Tourist Business In Hawaii Booms As Result Of Publicity
An influx of visitors to the Hawaiian islands during the past few years has revived many of the interesting traditions and practices of Old Hawaii.
This paradox was recently pointed out by Percy A. Swift, manager of the merchandise department of American Factors, Ltd., in a discussion of Hawaii’s tourist industry.
“An interesting sidelight of the travel business here has been the way it has encouraged Island customs and activities,” he said. “The nourishing influence of tourist interest has given added impetus to the lei tradition, for example; and it has revived native sports such as surfing and outrigger canoe riding, which were on the point of dying out 15 years ago.”

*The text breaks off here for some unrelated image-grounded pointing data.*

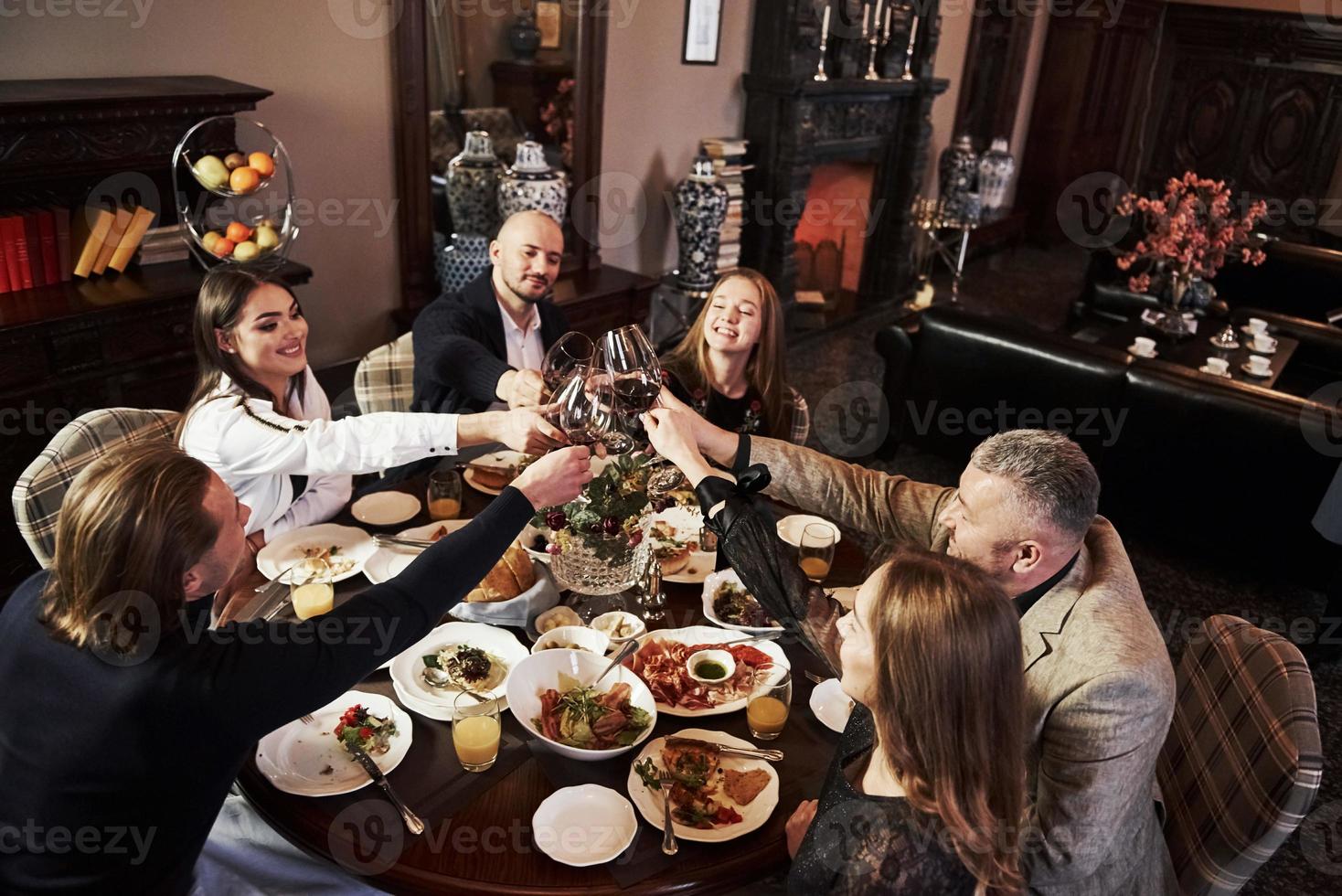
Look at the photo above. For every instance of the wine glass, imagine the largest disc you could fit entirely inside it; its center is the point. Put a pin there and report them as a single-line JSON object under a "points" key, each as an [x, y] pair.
{"points": [[573, 350]]}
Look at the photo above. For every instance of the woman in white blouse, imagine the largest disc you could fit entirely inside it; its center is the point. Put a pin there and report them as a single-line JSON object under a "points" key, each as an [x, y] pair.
{"points": [[260, 419]]}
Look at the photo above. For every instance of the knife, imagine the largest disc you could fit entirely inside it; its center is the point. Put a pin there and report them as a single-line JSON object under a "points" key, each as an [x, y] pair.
{"points": [[772, 755], [410, 820]]}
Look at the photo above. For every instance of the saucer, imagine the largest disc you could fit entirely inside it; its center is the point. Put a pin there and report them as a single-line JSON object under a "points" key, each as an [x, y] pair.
{"points": [[1255, 373]]}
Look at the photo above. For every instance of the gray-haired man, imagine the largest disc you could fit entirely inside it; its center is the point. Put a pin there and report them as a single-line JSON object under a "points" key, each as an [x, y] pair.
{"points": [[1100, 688]]}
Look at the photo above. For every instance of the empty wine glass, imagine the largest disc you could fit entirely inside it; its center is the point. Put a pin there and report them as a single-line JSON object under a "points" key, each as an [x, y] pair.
{"points": [[573, 350]]}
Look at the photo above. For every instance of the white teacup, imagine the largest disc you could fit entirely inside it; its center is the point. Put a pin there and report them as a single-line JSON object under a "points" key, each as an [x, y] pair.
{"points": [[1263, 342]]}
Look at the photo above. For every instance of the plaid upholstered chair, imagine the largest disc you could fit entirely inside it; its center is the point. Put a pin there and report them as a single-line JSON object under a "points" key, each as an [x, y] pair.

He pointed to the revival of canoe building at Kona and in Honolulu; and said visitor-interest in distinctive Hawaiian souvenirs had resulted in a lauhala weaving “boom” around Napoopoo in the heart of “Old Hawaii.” Many of the Hawaiians in the Kona section on the Big Island are finding full time employment turning out lauhala hats and mats and at the present time they don’t keep up with the demand.”
Swift, as a member of the Hawaii Tourist Bureau committee, has recently investigated the matter of tourist entertainment facilities; and he expressed the opinion that by building up the tourist trade the Territory will automatically develop important new facilities—especially those that are Hawaiian in character, thereby encouraging allied native handicrafts and customs.
“The camera era of tourism has intensified this salutary influence of travel in stressing the development of local color,” Swift declared. “Many globe-trotters today are camera fans and that means that, more than ever, these visitors are demanding authentic local color. This again works to our advantage as they take our lei sellers and surf-riders back home in their movie reels to help advertise the Islands.”
Swift predicted a record summer tourist season for Hawaii, and declared that the continuance of an aggressive travel advertising program will be the Territory’s best procedure for the development of new facilities and the encouragement of old traditions.